1. I don't know what kind of world you live in to think that USD 3500 is "less than one week of a developer salary for most companies." I think you really just mean FAANG (or whatever the current acronym is) or potentially SV / offices in cities with very high COL.
2. The problem is scaling. To support billions of search queries you would have to invest in a lot more than a single GPU. You also wouldn't only need a single van, but once you take scaling into account even at $3500 the GPUs will be much more expensive.
That said, costs will come down eventually. The question in my mind is whether OpenAI (who already has the hardware resources and backed by Microsoft funding to boot) will be able to dominate the market to the extent that Google can't make a comeback by the time they're able to scale.
> 1. I don't know what kind of world you live in to think that USD 3500 is "less than one week of a developer salary for most companies." I think you really just mean FAANG (or whatever the current acronym is) or potentially SV / offices in cities with very high COL.
I live in the real world, at a small company with <100 employees, a thousand miles away from SV.
$3200 * 52 == $180k a year, and gives $120k salary and $60k for taxes, social security, insurance, and other benefits, which isn't nearly FAANG level.
Even if you cut it in half and say it's 2 weeks of dev salary, or 3 weeks after taxes, it's not unreasonable as a business expense. It's less than a single license for some CAD software.
> 2. The problem is scaling. To support billions of search queries you would have to invest in a lot more than a single GPU. You also wouldn't only need a single van, but once you take scaling into account even at $3500 the GPUs will be much more expensive.
Sure, but you don't start out with a fleet of vans, and you wouldn't start out with a "fleet" of GPUs. A smart business would start small and use their income to grow.
GP lives in an company world. The cost of a developer to a company is the developer's salary as stated in the contract, plus some taxes, health insurance, pension, whatever, plus the office rent for the developer's desk/office, plus the hardware used, plus a fraction of the cost of HR staff and offices, cleaning staff, lunch staff... it adds up. $3500 isn't a lot for a week.
Most of these items are paid for by the company, and most people would not consider the separate salary of the janitorial or HR staff to be part of their own salary.
I agree, most people wouldn't. This leads to a lot of misunderstandings, when some people think in terms of what they earn and others in terms of what the same people cost their employers.
So you get situations where someone names a number and someone else reacts by thinking it's horribly, unrealistically high: The former person thinks in employer terms, the latter in employee terms.
1 - Yes, I agree on this, but even so, most developers already are investing in SOTA GPU's for other reason (so not as much of a barrier as purported)
2 - Scaling is not a problem in other industries? If you want to scale your food truck, you will need more food trucks, this doesn't seem to really do anything for your point.
GGML and GPTQ have already revolutionised the situation, and now there are tiny models with insane quality as well, that can run on a conventional CPU.
I don't think you have any idea what is happening around you, and this is not me being nasty, just go and take a look at how exponential this development is and you will realise that you need to get in on it before its too late.
You seem to be in a very particular bubble if you think most developers can trivially afford high end GPUs and are already investing in SOTA GPUs. I know a lot of devs from a wide spectrum of industries and regions and I can think of only one person who might be in your suggested demographic
Perhaps I should clarify, that when I say SOTA GPU, I mean, rtx 3060 (midrange), which has 12gb vram, and is a good starting point to climb into the LLM market.

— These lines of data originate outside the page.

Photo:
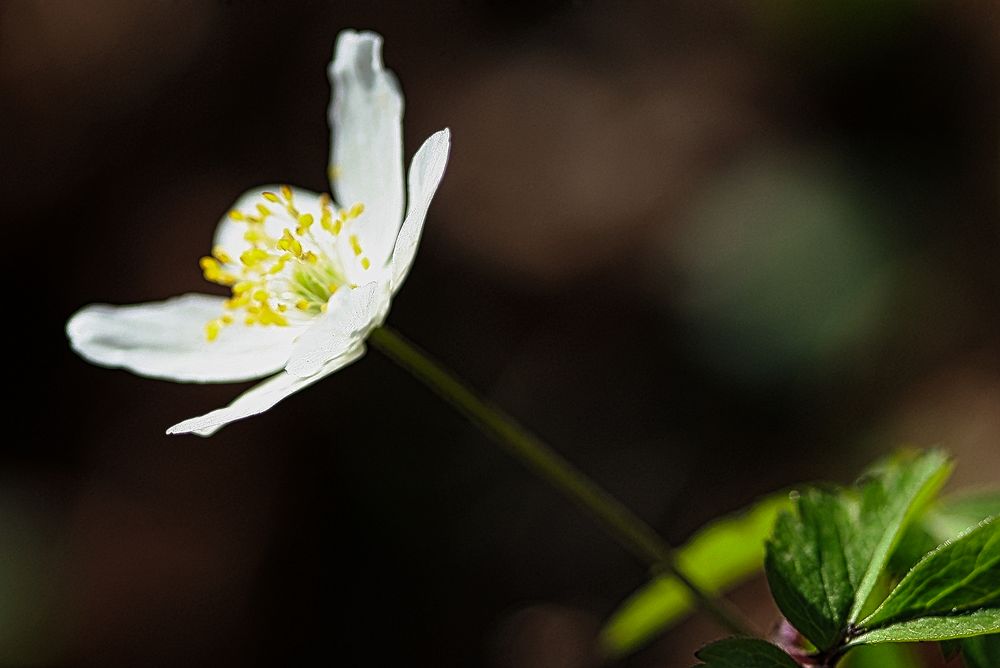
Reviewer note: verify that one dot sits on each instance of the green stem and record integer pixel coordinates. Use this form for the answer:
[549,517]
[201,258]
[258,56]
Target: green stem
[624,526]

I have been playing with LLM's for months now, and for large periods of time had no access to GPU due to daily scheduled rolling blackouts in our country.
Even so, I am able to produce insane results locally with open source efforts on my RTX3060, and now I am starting to feel confident enough that I could take this to the next level by either using cloud (computerender.com for images) or something like vast.ai to run my inference (or even training if I spend more time learning). And if that goes well I will feel confident going to the next step, which is getting an actual SOTA GPU.
But that will only happen once I have gained sufficient confidence that the investment will be worthwhile.
Regardless, apologies for suggesting the RTX3060 is SOTA, but to me in a 3rd World Country, being able to run vicuna13b entirely on my 3060 with reasonable inference rates is revolutionary.
2. The problem is scaling. To support billions of search queries you would have to invest in a lot more than a single GPU. You also wouldn't only need a single van, but once you take scaling into account even at $3500 the GPUs will be much more expensive.
That said, costs will come down eventually. The question in my mind is whether OpenAI (who already has the hardware resources and backed by Microsoft funding to boot) will be able to dominate the market to the extent that Google can't make a comeback by the time they're able to scale.